Hoy ha hecho un bochorno malo. He sufrido un poco, pero creo que aguanto mejor que de joven. Se conoce que nos hemos acostumbrado al calor. Ya no somos como vikingos. Sobre todo porque los vikingos no mojan los pantalones. Yo los he mojado hoy. No le he dicho nada a María. Cuando se ha enfriado el líquido he estado bien a gusto. Por eso no le he dicho nada. Me he cambiado de calzoncillos cuando ha salido a la calle. Pero creo que me los he puesto mal. Creo que he metido las dos piernas por el mismo agujero. Ahora siento una presión bastante antinatural en la entrepierna.
No me gusta el puré.
Marcos
Dicen que Proust se acostaba por la noche y pasaba mucho tiempo pensando. Yo también paso mucho tiempo pensando en la cama. Y pienso, por ejemplo, que leo demasiado. O pienso, siguiendo el pensamiento anterior, que cuando era pequeño había, gracias a Dios, cosas que no entendía: en las casas abandonadas, en los cementerios de elefantes, en los cerebros de los médicos. También en los acentos de las palabras. También en los tipos de estrofas. Y es así que de pequeño no tenía necesidad de pensar; era fácil todo. Mi forma de existir se dividía en dos: 1) las cosas reales (los juegos, las matemáticas, los fantasmas de los dibujos animados) y 2) las cosas que no entendía. Y por eso no tenía que pensar de pequeño; porque sabía que no iba a entender las cosas que no entendía. No entendía y disfrutaba sin entender. Y las explicaciones que dábamos a las cosas que no entendíamos eran más sencillas que las reales, o más complejas, pero arbitrarias siempre, y precarias también, y se podía dar una explicación a las cinco de la tarde y cambiarla a las nueve, justo antes de irnos a cenar y de decir en casa que habíamos estado en casa de Miguel y que había fresas para postre en casa de Miguel y que no tenían mala pinta, como queriendo decir que no habíamos comido fresas desde el verano anterior.

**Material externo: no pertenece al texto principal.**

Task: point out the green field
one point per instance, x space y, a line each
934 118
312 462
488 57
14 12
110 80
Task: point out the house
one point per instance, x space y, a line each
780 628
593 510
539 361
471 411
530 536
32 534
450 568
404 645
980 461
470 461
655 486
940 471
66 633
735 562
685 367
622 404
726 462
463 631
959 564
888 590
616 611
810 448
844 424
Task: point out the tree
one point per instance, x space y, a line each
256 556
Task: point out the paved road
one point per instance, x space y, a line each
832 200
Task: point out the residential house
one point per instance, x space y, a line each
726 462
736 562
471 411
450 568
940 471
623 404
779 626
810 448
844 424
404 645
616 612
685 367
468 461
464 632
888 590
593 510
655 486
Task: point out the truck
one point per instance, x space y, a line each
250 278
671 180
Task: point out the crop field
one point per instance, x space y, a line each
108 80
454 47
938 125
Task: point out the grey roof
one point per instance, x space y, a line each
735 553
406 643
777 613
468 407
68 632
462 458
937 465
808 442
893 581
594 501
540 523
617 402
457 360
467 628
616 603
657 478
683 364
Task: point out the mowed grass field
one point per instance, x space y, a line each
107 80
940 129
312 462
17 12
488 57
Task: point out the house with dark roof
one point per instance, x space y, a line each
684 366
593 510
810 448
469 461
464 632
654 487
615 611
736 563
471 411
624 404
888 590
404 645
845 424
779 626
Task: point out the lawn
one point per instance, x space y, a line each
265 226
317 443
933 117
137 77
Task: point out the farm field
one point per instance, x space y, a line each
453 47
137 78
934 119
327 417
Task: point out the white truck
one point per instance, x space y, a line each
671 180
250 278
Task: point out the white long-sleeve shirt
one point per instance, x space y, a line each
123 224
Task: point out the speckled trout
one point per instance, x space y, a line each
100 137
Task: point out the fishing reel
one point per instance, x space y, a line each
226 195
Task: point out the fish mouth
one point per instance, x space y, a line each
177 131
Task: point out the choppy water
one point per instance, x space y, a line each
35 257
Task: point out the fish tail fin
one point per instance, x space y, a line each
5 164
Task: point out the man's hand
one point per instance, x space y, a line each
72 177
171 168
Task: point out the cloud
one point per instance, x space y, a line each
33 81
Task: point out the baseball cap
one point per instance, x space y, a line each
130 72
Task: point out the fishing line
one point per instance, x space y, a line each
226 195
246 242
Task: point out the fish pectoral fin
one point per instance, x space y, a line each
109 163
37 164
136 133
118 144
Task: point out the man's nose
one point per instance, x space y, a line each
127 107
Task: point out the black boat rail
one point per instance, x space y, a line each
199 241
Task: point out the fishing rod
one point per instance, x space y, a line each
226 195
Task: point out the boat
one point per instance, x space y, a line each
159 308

Pero luego empecé a leer. Leía todo lo que decía la gente que había que leer. Y se me empezaron a deshacer las cosas que no entendía. Quiero decir que empecé a entender las cosas. Y me echaron a perder aquella seguridad que yo tenía (cosas reales/cosas que no entendía). Pero a pesar de explicarme lo que no quería que me explicaran y de echarme a perder aquella seguridad, no me dieron una nueva seguridad. Y eso no puede ser. Eso no es de personas.